Faire Arbeitsbedingungen, Bildung, Gesundheitsfürsorge und Wohnen sind Fragen der Gerechtigkeit, nicht der Wohltätigkeit
Faire Arbeitsbedingungen, Bildung, Gesundheitsfürsorge und Wohnen sind Fragen der Gerechtigkeit, nicht der Wohltätigkeit

Foto: AFP / Getty Images

Einleitung

Was dieses Buch nicht enthält: Tiraden gegen Cancel Culture oder Aufrufe zu Überparteilichkeit. Genauso wenig werde ich von der liberalen Tugend sprechen, sich um Verständnis für diejenigen zu bemühen, die unsere Ansichten nicht teilen, obwohl ich das eindeutig für eine Tugend halte. Doch verstehe ich mich nicht als Liberale. In Europa redet man gern von linksliberalen Werten, um das bedenkliche Wort »links« zu entkräften, zu dem ich weiterhin stehe. Meine Loyalität war von jeher parteiisch: Aufgewachsen bin ich in Georgia, während der Kämpfe der Bürgerrechtsbewegung, und habe mich danach immer weiter nach links bewegt. Heute, wo selbst das Wort »liberal« in Amerika als Schimpfwort gebraucht wird, vergisst man leicht, dass es selbst dort einst Menschen gab, die sich ohne weiteres Sozialisten nannten. Anfang des Kalten Krieges schrieb kein Geringerer als Albert Einstein eine stolze Verteidigung des Sozialismus. Das würden heute immer weniger Menschen tun. Doch wie Einstein und viele andere lasse ich mich gerne eine Linke und Sozialistin nennen.

Von den Liberalen unterscheidet sich die Linke darin, dass sie nicht allein die politischen Rechte hochhält, die uns Rede-, Religions-, Bewegungs- und Wahlfreiheit sichern, sondern auch die sozialen Rechte reklamiert, die eine reale Ausübung dieser politischen Rechte erst garantieren. Liberale Autoren sprechen von »Ansprüchen« oder »sozialer Sicherung«. Solche Begriffe lassen es so aussehen, als wären faire Arbeitsbedingungen, Bildung, Gesundheitsfürsorge und Wohnen Fragen der Wohltätigkeit und nicht der Gerechtigkeit. Dabei sind diese und andere soziale Rechte auf faire Arbeitsbedingungen, Bildung, Gesundheitsfürsorge, Wohnen und Teilnahme am kulturellen Leben in der Allgemeinen Erklärung der Menschenrechte enthalten, die 1948 von den Vereinten Nationen verabschiedet wurde. Die meisten Mitgliedstaaten haben dieses Dokument unterzeichnet, und doch hat bislang keiner dieser Staaten eine Gesellschaft geschaffen, die all diese Rechte sicherstellt – die Erklärung ist rechtlich nicht bindend. Mag das Dokument auch in sagenhafte 530 Sprachen übersetzt worden sein, mehr als einen Anspruch formuliert die Erklärung nicht. Linkssein heißt, darauf zu bestehen, dass diese Ansprüche nicht utopisch bleiben.

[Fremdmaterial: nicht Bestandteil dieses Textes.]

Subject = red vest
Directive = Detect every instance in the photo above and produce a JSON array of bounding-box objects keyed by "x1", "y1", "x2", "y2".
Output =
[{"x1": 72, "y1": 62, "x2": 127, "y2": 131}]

»Sich schrittweise durch die Veränderung des Rechts-, Fiskal- und Sozialsystems in diesem oder jenem Land auf den partizipatorischen Sozialismus zuzubewegen, ist durchaus möglich. Wir brauchen nicht auf die Einstimmigkeit des Planeten zu warten«, schreibt der Ökonom Thomas Piketty.[1] Es reiche, die Steuern auf einen Satz zu erhöhen, der unter dem läge, den die Vereinigten Staaten und Großbritannien in der Ära des größten Wirtschaftswachstums nach dem Krieg erhoben haben. Piketty kommt zu dem Schluss, dass gerade die Desillusionierung über ökonomische und soziale Gerechtigkeit Identitätskonflikte auslöse.[2] Es geht in diesem Buch auch nicht darum, dass sich die Linke mehr um ökonomische als um andere Formen der Ungleichheit kümmern sollte. Ich halte das zwar tatsächlich für richtig, aber dafür sind schon hinreichend Lanzen gebrochen worden. Mich beschäftigt vielmehr, warum sich sogenannte linke Stimmen der Gegenwart von philosophischen Ideen verabschiedet haben, die für den linken Standpunkt von zentraler Bedeutung sind: ein Bekenntnis zum Universalismus statt zum Stammesdenken, eine klare Unterscheidung zwischen Gerechtigkeit und Macht und die Überzeugung, dass Fortschritt möglich ist. All diese Ideen sind miteinander verbunden.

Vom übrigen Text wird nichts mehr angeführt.